Ted Cruz and the Texas Whole Head Guillotine Court
The senator sat alone in his office as the lights of downtown Washington tinted his saggy red cheeks. He watched cable news the way a gunsmith watches an adolescent with a loaded pistol. The television was unmuted.
The anchor announced gravely that “viewer discretion was advised,” her over-emphasis on disturbing was the only crack in her decorum.
Megan Smelly: “He searched ‘firm C-cups and striped stockings’ three or four minutes before the murder.”
Blitz Wolfer: “Why is this kind of shocking detail important?”
Pierce Bronzeman: “The prosecution wants it to come in to show Orozco was sex-crazed. The defense might spin it as an alibi.”
Wolfer: “One hand was on the phone, the other was busy elsewhere. How could he strangle her?”
Smelly: “But her blood and his fingerprints were all over the knife. He could have acted quickly.”
Wolfer: “But these sorts of things are just unimaginable. How could a person think that firm C-cups and tight stockings could go with murder? It’s unspeakable. I try, but I can’t even think about it.”
Bronzeman: “Firm C-cups can definitely go with striped stockings. The prosecution will have the jury’s attention.”
Wolfer (after a pause): “But that’s what’s so chilling, isn’t it? The ordinariness. These aren’t monsters in a cave somewhere; they’re people who could be your neighbor, your coworker, your accountant.”
Smelly: “Or your husband,” she added brightly, then blinked and sputtered, “I mean, statistically speaking.”
Bronzeman: “Any time your best defense is, ‘I’m a pervert and I can prove it,’ your odds are bad—or your lawyer is crap.”
Wolfer: “But these are the kinds of crimes that force us to ask who we are. About the kind of country we’ve become. About the ways we use social media.”
Bronzeman: “This case says that we, the people of Texas, are going to kill the bad guys—unless the federal courts stop us.”
Wolfer: “Will the Supreme Court ever allow this? They wouldn’t even kill the Federal Reserve.”
Cruz muted the show. These fools had never read the Constitution. They were arguing over the fattest leviathan ever to swim and hadn’t even read its six-thousand-word user manual.
Without brute-forcing a stepwise integration, some of the founders dimly perceived the power of two bodies to expel the third. When two bodies travel through space, gravity rarely produces a collision unless one is vastly heavier than the other. Usually, they carve elegant circles around one another, their speed rising as they approach, their paths bending in kinetic submission, then gravity pulling them back ever more tentatively as they part.

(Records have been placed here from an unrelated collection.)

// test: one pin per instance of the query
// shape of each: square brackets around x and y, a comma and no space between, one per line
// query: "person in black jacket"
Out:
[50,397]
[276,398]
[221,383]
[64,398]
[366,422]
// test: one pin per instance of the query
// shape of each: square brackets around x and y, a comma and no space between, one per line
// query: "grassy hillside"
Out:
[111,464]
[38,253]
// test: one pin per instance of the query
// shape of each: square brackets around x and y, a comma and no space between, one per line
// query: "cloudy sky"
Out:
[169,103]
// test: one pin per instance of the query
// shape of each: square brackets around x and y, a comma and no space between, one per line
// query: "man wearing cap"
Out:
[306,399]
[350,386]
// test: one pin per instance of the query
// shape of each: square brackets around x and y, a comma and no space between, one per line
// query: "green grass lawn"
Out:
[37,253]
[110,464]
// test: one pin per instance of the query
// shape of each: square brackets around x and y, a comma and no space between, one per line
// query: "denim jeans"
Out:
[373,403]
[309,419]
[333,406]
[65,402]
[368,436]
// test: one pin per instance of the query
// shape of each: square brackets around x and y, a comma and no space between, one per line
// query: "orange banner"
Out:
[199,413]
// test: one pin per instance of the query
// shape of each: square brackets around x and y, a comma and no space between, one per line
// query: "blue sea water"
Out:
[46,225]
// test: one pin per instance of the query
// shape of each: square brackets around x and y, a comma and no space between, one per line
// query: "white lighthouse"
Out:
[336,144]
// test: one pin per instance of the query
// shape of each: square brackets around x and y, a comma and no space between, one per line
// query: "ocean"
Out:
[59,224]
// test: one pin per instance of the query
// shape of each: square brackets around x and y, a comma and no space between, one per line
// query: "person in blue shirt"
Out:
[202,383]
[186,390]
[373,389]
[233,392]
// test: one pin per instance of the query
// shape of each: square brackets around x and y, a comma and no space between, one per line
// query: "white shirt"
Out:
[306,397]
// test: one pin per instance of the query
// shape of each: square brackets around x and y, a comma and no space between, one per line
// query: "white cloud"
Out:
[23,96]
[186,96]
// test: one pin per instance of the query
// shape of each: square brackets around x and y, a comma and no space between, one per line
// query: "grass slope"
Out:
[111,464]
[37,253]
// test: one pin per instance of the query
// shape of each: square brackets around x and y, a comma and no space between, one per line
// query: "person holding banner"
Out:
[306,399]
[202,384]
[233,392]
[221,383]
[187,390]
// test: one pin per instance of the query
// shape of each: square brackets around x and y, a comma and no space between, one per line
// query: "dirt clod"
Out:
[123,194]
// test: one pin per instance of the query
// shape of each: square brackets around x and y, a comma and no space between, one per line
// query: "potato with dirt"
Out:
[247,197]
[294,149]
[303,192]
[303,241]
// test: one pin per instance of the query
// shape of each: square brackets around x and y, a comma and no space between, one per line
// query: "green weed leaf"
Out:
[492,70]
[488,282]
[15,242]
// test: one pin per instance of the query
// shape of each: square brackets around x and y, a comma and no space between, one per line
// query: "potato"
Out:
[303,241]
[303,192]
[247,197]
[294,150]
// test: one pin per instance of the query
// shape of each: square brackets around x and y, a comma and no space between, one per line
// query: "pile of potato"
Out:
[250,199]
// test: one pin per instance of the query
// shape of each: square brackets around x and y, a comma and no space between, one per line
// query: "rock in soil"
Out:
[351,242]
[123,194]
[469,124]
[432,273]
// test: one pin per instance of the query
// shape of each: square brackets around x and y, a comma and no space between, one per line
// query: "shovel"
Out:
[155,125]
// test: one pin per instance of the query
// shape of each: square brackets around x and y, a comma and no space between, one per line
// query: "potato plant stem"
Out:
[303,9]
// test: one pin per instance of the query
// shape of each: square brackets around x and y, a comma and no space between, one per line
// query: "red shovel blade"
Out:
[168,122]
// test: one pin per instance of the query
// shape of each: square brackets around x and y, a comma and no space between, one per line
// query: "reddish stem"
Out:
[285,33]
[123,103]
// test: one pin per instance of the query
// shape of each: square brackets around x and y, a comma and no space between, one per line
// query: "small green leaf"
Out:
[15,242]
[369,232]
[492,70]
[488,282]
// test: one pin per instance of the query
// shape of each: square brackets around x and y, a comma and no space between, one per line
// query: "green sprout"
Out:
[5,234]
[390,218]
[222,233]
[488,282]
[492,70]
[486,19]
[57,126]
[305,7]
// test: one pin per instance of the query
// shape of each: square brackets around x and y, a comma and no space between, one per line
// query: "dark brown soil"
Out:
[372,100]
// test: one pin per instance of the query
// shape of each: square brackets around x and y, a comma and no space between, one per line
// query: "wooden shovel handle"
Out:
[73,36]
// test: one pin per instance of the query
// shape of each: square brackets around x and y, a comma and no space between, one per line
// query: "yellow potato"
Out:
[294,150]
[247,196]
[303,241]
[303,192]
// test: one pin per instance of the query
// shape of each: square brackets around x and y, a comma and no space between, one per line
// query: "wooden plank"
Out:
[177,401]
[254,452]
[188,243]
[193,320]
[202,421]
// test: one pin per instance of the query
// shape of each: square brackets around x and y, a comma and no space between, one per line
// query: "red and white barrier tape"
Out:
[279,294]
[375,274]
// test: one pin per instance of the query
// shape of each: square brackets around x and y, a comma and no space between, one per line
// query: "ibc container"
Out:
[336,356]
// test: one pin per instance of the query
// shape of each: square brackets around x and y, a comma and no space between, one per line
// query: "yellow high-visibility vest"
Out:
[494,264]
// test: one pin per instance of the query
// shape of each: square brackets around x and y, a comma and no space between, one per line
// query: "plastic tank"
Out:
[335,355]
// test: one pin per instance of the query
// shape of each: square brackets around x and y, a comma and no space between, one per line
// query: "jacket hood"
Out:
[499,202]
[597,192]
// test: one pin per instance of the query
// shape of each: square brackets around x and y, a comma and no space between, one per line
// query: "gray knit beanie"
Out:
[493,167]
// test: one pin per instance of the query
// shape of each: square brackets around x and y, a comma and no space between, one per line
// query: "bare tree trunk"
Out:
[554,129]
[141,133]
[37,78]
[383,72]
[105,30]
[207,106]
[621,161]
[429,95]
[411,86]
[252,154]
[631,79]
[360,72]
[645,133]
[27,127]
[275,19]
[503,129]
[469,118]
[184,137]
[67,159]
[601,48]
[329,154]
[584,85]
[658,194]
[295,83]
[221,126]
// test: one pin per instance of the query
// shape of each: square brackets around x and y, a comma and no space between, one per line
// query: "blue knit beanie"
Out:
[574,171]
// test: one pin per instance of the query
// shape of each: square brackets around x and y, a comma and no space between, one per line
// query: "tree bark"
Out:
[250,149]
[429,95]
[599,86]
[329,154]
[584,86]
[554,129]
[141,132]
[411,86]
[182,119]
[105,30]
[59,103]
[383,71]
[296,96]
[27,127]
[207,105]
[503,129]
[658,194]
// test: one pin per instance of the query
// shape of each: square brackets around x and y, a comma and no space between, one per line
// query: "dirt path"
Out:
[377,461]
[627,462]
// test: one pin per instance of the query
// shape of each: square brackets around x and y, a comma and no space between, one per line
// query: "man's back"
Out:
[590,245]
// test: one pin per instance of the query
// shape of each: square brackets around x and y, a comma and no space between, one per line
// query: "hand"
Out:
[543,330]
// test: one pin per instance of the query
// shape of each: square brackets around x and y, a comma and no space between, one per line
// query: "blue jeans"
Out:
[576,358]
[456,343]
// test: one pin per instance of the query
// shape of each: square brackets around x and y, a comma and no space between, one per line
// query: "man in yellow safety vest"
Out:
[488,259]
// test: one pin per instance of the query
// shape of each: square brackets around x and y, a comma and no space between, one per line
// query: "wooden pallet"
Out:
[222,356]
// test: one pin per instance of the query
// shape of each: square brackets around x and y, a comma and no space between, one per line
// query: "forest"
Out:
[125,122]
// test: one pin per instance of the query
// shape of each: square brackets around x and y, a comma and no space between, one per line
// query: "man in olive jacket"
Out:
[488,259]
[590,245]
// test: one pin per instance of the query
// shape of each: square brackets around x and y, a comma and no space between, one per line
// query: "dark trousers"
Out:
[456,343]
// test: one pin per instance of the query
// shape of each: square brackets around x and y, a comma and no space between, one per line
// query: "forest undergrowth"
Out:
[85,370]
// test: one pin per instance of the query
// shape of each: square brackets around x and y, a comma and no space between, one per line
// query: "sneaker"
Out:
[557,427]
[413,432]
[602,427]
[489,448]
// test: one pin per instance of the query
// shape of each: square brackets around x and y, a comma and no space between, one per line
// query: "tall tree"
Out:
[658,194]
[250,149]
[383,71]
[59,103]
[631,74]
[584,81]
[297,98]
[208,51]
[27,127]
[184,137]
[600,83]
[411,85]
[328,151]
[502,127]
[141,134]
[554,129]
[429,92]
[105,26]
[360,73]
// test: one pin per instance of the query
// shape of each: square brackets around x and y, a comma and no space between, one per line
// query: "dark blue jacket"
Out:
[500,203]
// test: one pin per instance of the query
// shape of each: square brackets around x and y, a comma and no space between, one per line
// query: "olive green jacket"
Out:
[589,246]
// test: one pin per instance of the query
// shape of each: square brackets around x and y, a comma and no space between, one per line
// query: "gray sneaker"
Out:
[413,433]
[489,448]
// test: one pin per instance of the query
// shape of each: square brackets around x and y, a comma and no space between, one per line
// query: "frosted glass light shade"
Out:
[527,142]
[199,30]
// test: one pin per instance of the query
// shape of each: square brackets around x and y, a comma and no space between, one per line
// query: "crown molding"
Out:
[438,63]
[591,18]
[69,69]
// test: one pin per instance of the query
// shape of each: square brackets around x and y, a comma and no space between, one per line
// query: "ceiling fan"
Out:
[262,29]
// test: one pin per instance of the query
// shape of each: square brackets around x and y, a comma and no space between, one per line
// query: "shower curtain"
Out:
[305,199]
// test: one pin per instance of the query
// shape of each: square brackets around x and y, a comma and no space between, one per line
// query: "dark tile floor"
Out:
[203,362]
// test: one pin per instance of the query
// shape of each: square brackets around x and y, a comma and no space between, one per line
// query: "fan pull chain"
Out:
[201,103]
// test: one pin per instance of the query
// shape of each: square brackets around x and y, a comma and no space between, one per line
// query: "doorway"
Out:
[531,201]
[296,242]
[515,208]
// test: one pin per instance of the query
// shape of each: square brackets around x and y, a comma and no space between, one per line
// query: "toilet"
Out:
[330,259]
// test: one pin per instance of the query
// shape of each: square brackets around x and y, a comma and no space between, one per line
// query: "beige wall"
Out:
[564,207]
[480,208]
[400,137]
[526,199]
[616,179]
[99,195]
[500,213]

When three bodies are perfectly balanced around an imaginary fulcrum, their paths briefly trace the petals of a heavenly flower before small perturbations bring chaos. Most of the time, two bodies rush toward each other, then attract the third. Predicting which object gets expelled and where it goes is messy. Calculus cannot describe the vulgar movements of three bodies, but enough computing power can approximate them.
The British constitution had two bodies—king and Parliament—in stately orbit.
The founders, some of them former smugglers, recoiled from such harmony. They conjured a third gravitational mass in space: not a king nor a council but a court.
The judicial Power of the United States, shall be vested in one supreme Court and such inferior courts as Congress may from time to time ordain and establish… The supreme Court shall have appellate Jurisdiction, both as to Law and Fact, with such Exceptions, and under such Regulations as the Congress shall make.
Cruz first read the Constitution in middle school and felt smart. He read it several more times in college and won debate trophies. He read it dozens more times in law school and understood well enough to clerk for the Supreme Court. At that point he could have sold his pedantry to the highest bidder, but he preferred being famously smart to being kind of rich. He became Solicitor General of Texas and filed paeans to the Constitution’s majesty in federal court.
Now he was a senator. Congress’s ancient power to take away the federal courts’ ability to speak the law was a sword that Congress rarely swung, wary of forfeiting federal power to state courts. But Cruz had found his Excalibur and imagined a TV ad with him pulling it from a stone in a Baptist church.
Cruz leaned back in his chair and smiled faintly. He didn’t need ChatGPT to draft the law that would carve his name beside Holmes and Marshall. He wished America had a Pantheon like the one in Paris, but squelched the thought, knowing that open admiration of France, even the good parts, was not career enhancing.
His law was laconic:
No federal court shall exercise original or appellate jurisdiction over any judgment lawfully affirmed by the Texas Whole Head Guillotine Court.
Cruz considered adding “Because we live under laws,” as a preamble, but thought better of quoting King Demaratus. His lecture to Xerxes was epic, but he probably was gay.
Cruz titled his creation the Until Now Courts Usually Couldn’t Kill Act of 2026. Its fans, and even some of its enemies, called it UNCUCK.